The data is structured and relational: - A paste belongs to a user - A paste points to a content blob - Content blobs have reference counts tracking how many pastes point at them

These are foreign key relationships. The reference counting logic (increment on create, decrement on delete, physical delete at zero) benefits from ACID transactions — you don't want a ref_count decrement and a content row deletion to be two separate non-atomic operations.

Why not MongoDB? Document stores make sense when schema is flexible or when you're querying inside nested documents. Neither applies here — schema is fixed and the paste content is never queried. MongoDB adds operational complexity with no benefit.

Why not Cassandra? Cassandra excels at write-heavy workloads (100k-200k writes/sec per node). At 30 writes/sec peak, this system is nowhere near Cassandra territory. Cassandra also lacks ACID transactions — the ref counting logic would become significantly more complex to implement correctly.


Content Storage — S3 for Blobs, Postgres for Metadata

A paste is ~10KB. At 150TB over 10 years, storing the full text in Postgres rows would work but is wasteful — Postgres is optimised for structured queries, not blob retrieval. Large text columns bloat indexes, slow down row scans, and make backups heavier.

The right split:

Postgres  → metadata (short_code, user_id, expiry, content_hash, ref_count)
S3        → actual paste text (10KB blob, retrieved by s3_url)

This keeps the DB rows small (< 200 bytes each), makes index scans fast, and offloads blob storage to a system designed for it.

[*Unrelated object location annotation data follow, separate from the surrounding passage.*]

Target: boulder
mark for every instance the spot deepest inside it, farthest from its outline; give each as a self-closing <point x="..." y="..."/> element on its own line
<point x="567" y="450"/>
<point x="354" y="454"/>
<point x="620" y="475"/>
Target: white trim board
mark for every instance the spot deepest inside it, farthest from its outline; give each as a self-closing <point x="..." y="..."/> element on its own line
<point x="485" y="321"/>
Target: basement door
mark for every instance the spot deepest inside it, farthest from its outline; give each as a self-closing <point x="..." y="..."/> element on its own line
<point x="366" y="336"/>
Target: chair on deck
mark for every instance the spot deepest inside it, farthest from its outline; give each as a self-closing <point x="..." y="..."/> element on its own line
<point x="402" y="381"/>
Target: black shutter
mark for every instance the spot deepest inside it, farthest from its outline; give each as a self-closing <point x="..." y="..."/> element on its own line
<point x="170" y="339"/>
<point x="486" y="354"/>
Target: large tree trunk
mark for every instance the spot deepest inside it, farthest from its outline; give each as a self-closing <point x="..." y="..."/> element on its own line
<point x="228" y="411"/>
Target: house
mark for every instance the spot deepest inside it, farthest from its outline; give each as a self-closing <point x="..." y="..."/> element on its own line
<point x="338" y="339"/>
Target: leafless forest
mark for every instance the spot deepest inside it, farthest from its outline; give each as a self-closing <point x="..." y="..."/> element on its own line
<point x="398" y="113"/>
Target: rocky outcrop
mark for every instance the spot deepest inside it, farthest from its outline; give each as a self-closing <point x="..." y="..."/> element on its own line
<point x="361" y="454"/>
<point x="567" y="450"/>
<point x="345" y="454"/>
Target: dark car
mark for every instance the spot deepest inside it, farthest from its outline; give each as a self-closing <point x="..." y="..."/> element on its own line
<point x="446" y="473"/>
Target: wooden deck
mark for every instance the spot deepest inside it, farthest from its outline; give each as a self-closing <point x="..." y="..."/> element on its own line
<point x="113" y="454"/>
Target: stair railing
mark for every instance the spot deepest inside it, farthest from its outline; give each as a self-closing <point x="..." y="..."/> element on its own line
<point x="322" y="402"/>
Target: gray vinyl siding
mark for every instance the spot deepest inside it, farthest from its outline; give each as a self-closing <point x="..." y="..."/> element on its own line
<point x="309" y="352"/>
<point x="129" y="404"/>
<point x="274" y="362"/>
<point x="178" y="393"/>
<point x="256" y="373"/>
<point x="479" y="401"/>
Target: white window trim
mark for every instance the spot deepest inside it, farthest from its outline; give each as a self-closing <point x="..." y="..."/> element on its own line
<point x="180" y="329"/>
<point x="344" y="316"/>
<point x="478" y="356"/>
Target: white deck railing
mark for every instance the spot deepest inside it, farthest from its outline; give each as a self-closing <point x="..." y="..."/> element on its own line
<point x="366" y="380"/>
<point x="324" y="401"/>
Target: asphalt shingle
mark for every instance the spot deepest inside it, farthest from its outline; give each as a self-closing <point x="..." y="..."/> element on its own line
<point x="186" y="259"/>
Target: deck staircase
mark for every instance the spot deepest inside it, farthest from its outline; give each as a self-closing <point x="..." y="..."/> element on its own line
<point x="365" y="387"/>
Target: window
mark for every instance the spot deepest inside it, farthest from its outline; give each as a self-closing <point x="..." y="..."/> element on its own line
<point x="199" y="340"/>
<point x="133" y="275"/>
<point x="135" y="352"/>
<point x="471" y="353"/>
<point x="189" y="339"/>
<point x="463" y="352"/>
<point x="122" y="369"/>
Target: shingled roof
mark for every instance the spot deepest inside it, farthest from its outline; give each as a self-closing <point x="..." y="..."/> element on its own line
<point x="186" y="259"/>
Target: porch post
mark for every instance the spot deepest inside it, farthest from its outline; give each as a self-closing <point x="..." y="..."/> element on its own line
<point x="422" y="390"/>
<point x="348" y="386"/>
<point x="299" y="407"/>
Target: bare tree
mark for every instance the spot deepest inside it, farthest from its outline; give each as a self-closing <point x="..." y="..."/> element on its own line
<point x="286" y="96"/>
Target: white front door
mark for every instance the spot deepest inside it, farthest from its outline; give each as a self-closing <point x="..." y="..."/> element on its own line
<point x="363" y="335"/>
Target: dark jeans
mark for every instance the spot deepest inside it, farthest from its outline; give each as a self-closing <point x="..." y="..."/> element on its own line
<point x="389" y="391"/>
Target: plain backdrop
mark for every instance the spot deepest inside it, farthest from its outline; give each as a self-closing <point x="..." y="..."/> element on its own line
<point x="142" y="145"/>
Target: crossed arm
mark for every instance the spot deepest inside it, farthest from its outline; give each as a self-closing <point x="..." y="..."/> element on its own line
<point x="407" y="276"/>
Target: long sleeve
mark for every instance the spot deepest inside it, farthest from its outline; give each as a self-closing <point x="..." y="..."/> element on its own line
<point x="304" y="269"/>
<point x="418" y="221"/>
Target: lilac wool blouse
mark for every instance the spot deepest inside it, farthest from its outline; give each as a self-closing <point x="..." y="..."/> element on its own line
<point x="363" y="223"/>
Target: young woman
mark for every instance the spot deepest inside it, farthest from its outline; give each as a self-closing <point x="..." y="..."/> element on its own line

S3 is infinitely scalable, cheap, and durable by default (11 nines durability).


Interview framing

"PostgreSQL for metadata — structured data, relational ownership, ACID needed for ref counting. S3 for paste content — 10KB blobs don't belong in DB rows, S3 is cheaper and designed for blob retrieval. No Cassandra — 30 writes/sec doesn't need LSM. No MongoDB — schema is fixed, content is never queried."